The Cookers come to conquer the San Francisco Bay

Veteran Band Looks to Revive Classic Jazz

By Ken Vermes

August 6, 2013

Coming to Yoshi’s Oakland for two nights, August 15 and 16, is a very special band. They are called “The Cookers”, and this fan is going to try to be there for two nights. Seeing a band like this at the beautiful Oakland club is going to be a spirited and intimate night in a very special place. For some of the band members, it is a coming home. And for all of them, it is a chance to demonstrate a powerful music that some say represents the highest moment of modern jazz. These are not words to use lightly.
What this band is, what they represent, is something that is pretty easy to explain. But the true test of any band these days is not the hype or the press. Neither is it the CD of the artwork. The bottom line is what a band delivers live. And “The Cookers” have a special legacy to bring. In a series of brief interviews with three members of this group, Eddie Henderson, Billy Harper and David Weiss, I just scratched the surface of all that could be said about this very special conjunction of musical and cultural forces in the history of the music called jazz.
What constitutes “jazz,” and who the true masters of the music are, is something that critics and fans endlessly debate. But one thing is certain; some of the greatest players are ignored by the press at the very moment of their greatest playing. This is something “The Cookers” is ready to address. As Eddie Henderson told it, the band emerged out of a performance at the Healdsburg Jazz Festival. It also had various permutations to the point today, when it has settled on a true all-star line-up. The name of the band comes from a 1965 Blue Note Album by the late, great Freddie Hubbard titled, “Night of the Cookers, Live at Club La Marchal.” It is very unusual for a band to be based on one recording. But what the band is referring to is really a whole slew of recordings that emerged from the immediate impact of the style called Bop that was invented and played by musicians like Charlie Parker and Dizzy Gillespie, during and immediately following the Second World War This style broke from the earlier "swing” style by using complex harmonies and rhythms that seemed to mirror everything from abstract art to the frenetic energy of modern urban life. Following this explosive revolution in sound, the music splintered into different approaches, but the cool and beautiful playing of a group of unique and very special players found a home at Blue Note records. These recording are considered by some among the greatest in the history of music.
That is the tradition that directly led to the formation of “The Cookers.” All the members, including those mentioned and George Cables on piano, Cecil McBee on bass and Billy Hart on drums, have deep roots in this music. Houston native Billy Harper is a fantastic tenor player right out of the Texas soil, who grew up when Texas seemed awash in bluesy, roaring sax players like Arrnet Cobb, Ornette Coleman, Illinois Jacquet and David Fathead Newman. Billy’s musical journey includes performing with Thad Jones, Mel Lewis as well as McCoy Tyner and Elvin Jones to name a few. Seeing this master player is a very special experience for those that know his story and sound. But it is only one part of this group of star players.
Eddie Henderson developed his music in California before heading to New York and recording Blue Note albums of his own and becoming the go to trumpet player in big bands like those of the Mingus big band and Gerald Wilson group. For him, coming to Yoshi’s is a true home coming. Needless to say, he feels a deep connection to so many of those who are sure to be in the audience. Trumpeter and arranger David Weiss is the youngest member of the group, and the glue that holds things together.
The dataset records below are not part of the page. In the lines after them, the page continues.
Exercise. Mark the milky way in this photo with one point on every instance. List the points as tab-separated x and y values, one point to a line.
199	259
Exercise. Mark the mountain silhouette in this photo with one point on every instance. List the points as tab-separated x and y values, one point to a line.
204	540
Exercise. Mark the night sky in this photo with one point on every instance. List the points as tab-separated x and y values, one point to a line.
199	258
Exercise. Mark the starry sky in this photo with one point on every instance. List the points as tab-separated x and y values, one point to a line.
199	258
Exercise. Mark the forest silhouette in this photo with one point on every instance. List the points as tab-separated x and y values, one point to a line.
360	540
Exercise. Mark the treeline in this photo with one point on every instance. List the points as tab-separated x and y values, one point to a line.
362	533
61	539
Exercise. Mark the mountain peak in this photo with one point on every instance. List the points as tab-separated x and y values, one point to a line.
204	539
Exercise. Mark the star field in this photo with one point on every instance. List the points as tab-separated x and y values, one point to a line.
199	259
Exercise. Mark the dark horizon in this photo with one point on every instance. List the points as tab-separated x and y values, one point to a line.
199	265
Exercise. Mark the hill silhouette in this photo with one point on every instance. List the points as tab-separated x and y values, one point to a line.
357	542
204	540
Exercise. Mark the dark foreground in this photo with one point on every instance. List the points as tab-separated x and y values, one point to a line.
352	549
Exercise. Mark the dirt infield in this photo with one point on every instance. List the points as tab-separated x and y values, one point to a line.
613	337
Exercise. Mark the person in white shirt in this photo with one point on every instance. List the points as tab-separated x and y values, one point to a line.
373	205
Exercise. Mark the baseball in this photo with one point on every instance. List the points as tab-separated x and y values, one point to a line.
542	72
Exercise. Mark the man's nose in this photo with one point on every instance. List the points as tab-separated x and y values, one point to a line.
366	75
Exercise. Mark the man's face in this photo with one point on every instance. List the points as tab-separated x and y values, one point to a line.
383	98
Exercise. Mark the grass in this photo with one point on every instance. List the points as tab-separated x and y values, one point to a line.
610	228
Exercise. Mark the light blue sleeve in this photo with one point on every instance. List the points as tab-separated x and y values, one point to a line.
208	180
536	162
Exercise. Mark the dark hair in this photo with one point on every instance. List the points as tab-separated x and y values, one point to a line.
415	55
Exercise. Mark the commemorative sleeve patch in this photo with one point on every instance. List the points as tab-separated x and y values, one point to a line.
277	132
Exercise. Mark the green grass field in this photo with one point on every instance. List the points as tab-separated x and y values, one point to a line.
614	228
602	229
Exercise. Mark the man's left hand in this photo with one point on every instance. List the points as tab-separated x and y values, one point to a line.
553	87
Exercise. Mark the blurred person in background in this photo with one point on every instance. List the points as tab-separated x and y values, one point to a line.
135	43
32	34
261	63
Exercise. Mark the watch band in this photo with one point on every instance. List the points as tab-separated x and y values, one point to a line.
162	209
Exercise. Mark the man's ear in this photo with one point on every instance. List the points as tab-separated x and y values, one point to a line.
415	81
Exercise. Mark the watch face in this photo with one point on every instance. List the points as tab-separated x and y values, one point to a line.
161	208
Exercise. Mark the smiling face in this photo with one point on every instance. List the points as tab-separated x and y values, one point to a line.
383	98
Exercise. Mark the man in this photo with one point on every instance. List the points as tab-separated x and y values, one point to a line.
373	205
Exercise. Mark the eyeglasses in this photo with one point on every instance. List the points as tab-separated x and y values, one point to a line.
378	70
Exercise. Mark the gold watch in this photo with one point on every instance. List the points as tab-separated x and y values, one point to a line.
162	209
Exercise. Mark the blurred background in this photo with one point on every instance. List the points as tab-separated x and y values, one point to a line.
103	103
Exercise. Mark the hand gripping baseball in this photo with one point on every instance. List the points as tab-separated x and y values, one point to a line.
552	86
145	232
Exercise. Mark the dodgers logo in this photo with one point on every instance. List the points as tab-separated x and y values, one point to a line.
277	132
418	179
His knowledge of the music of these masters is astounding. And his enthusiasm and excitement about being in such august company is heartfelt and deep. David not only acts as the business manager of the group but does arranging, PR, and many other tasks to keep it rolling. His enthusiasm for the players in the band and their mission to uphold the highest standards of musicality and originality is a powerful argument for a band of music masters to excel. He is very dismissive of the popular atmosphere in jazz and believes that these players represent the true and tried excellence that the best jazz is supposed to represent.
I asked Harper whether there was a competitive spirit in the group. Billy dismissed that notion, but stated that there was a good sense of having to measure up, like at a regular jam session with the heaviest players. Billy, who has spent time in Europe, represents a deep sense of the Avant Garde that was often present in the Blue Note recordings. And as a listener and fan, Harper seems thrilled of being in the company of players who were part of so much great music in the 60’s and beyond. But this is no nostalgia act. The music on the table is as fresh as a home cooked meal. These musicians work very hard to insure that risk, originality, and as Billy said, playing on the edge, is a big part of the musical agenda.
In August, Bay area fans will have a special opportunity to experience The Cookers band. This weekend they have two performances at the San Jose Jazz Festival. The Yoshi’s Oakland dates follow. It is very possible to argue, that this one group is among the best small group bands in the country if not the world. And if you do not have the time to see all of the festival acts playing this summer, “The Cookers” presents a festival, all in one place and all at the same time. If you see one show, we recommend this one. If you just have to see them more than once, join the club. Sometimes it takes a life time to produce one perfect moment. For these jazz warriors, each moment will surely shine.

The Cookers appear at Yoshi’s Oakland August 15 and 16.